In recent years there has been a surge of experimental protocols for gene expression analysis and epigenetic features in single cells. scWGBS is a robust alternative for assessment of cell-to-cell epigenetic heterogeneity and may also be useful for discovery of previously unknown cell types/states. One advantage is that DNA methylation is less influenced by common confounders known to pose problems to single-cell RNA-seq analysis, such as stochastic expression, transcriptional bursts, and cell cycle effects. However, it is technically challenging to analyze DNA methylation at the single cell level, hence large-scale single cell methylome studies are still in their infancy. Nevertheless, one striking example of the utility of scWGBS is in a recent study that profiled the methylomes of > 100,000 mouse brain nuclei using the snmC-seq2 method23. To facilitate single cell methylome analysis on a scale larger than a few hundred cells, easily implemented library preparation methods in combination with pooling strategies will be essential. Moreover, as sequencing costs continue to drop, inexpensive library preparation methods become more attractive. The scSPLAT approach presented herein is a cost-efficient protocol which confers higher read map rates compared to most other scWGBS methods and allows for pooling of cells for higher throughput without the need of using a commercial kit. Furthermore, as an open protocol it is flexible, can be tailored for project needs and further optimized for improved performance. We herein performed pooling of up to 32 cells in a single library. This number is by no means the upper limit for pooling, and larger pools will enable even lower library costs per cell. By scaling down the second strand reaction volume e.g. using micro dispensing systems, we envision that full 384-plates reactions can be pooled in a single library.
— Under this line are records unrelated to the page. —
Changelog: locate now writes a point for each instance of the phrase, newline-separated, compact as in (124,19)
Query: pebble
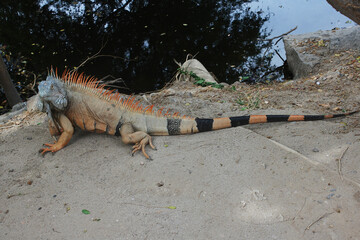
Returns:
(315,150)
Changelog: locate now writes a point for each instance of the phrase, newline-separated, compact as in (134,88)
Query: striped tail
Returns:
(208,124)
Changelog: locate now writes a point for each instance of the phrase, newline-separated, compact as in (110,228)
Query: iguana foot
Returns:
(141,145)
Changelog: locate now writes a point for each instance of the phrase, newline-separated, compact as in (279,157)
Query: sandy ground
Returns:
(298,180)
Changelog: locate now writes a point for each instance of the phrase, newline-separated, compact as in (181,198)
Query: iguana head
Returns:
(52,93)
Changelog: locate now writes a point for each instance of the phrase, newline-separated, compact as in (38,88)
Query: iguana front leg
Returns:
(65,136)
(139,138)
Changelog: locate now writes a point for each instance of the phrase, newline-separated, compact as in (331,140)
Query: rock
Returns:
(305,51)
(193,65)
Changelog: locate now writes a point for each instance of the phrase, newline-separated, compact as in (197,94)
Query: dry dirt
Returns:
(298,180)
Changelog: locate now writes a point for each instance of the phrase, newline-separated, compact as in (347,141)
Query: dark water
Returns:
(137,41)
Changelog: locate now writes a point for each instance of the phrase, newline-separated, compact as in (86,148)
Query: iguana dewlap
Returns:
(78,101)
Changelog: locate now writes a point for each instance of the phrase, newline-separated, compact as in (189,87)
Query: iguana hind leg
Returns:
(139,138)
(65,136)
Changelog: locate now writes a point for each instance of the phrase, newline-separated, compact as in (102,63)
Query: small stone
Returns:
(315,150)
(160,184)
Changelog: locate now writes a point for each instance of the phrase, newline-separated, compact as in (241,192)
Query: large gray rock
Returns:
(302,58)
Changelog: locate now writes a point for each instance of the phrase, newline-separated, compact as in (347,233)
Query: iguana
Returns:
(77,100)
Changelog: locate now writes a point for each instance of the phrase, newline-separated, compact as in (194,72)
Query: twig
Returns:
(323,216)
(339,164)
(280,36)
(96,55)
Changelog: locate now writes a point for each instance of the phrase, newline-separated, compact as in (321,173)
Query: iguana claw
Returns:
(141,146)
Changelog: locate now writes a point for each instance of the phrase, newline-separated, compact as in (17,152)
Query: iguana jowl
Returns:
(76,100)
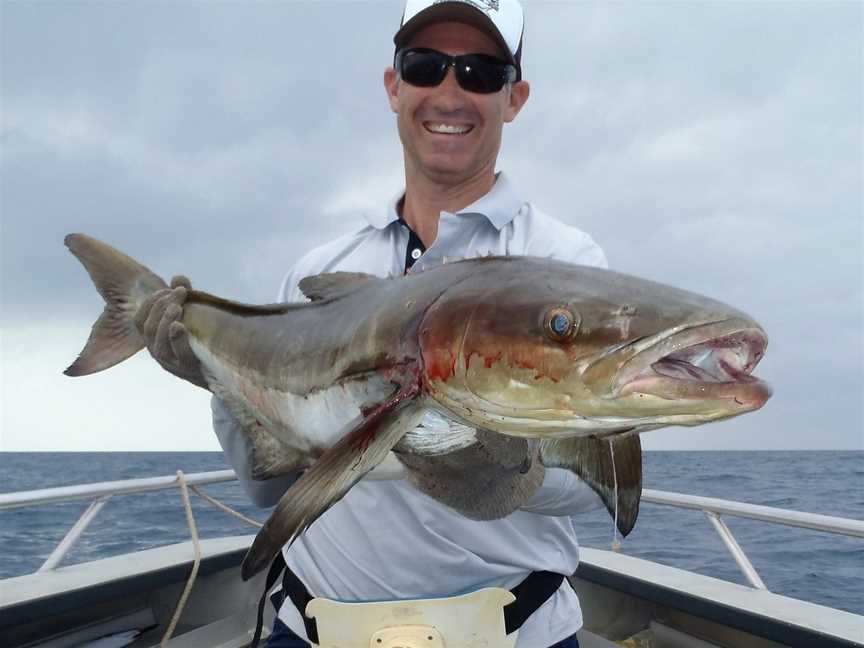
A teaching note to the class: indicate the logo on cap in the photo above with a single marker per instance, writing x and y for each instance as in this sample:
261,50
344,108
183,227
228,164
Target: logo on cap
482,5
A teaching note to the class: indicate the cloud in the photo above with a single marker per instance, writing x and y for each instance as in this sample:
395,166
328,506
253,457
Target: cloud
717,147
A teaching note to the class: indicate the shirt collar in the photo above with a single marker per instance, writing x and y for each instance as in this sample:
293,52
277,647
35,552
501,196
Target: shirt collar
499,206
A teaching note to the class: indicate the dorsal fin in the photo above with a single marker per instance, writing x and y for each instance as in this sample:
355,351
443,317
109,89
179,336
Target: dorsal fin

Although scSPLAT confers robust measurement of DNA methylation levels (batch effects were low), there were quite some variances in library preparation efficiency across batches, observed as differences in complexity and duplication rates. There may be multiple causes for differences in library complexity; suboptimal cell lysis, low bisulfite conversion yields, strand synthesis efficiency and ligation efficiency. Further work will be required to pin-point and address the main causes of this variability. In future studies different splint lengths of the SPLAT adapters may also be tested as a means of optimizing library preparation. Meanwhile, it might be worthwhile to perform library amplifications using real time PCR to avoid overamplification and to estimate library complexity based on initial low coverage sequencing and exclude low quality pools prior to deeper sequencing.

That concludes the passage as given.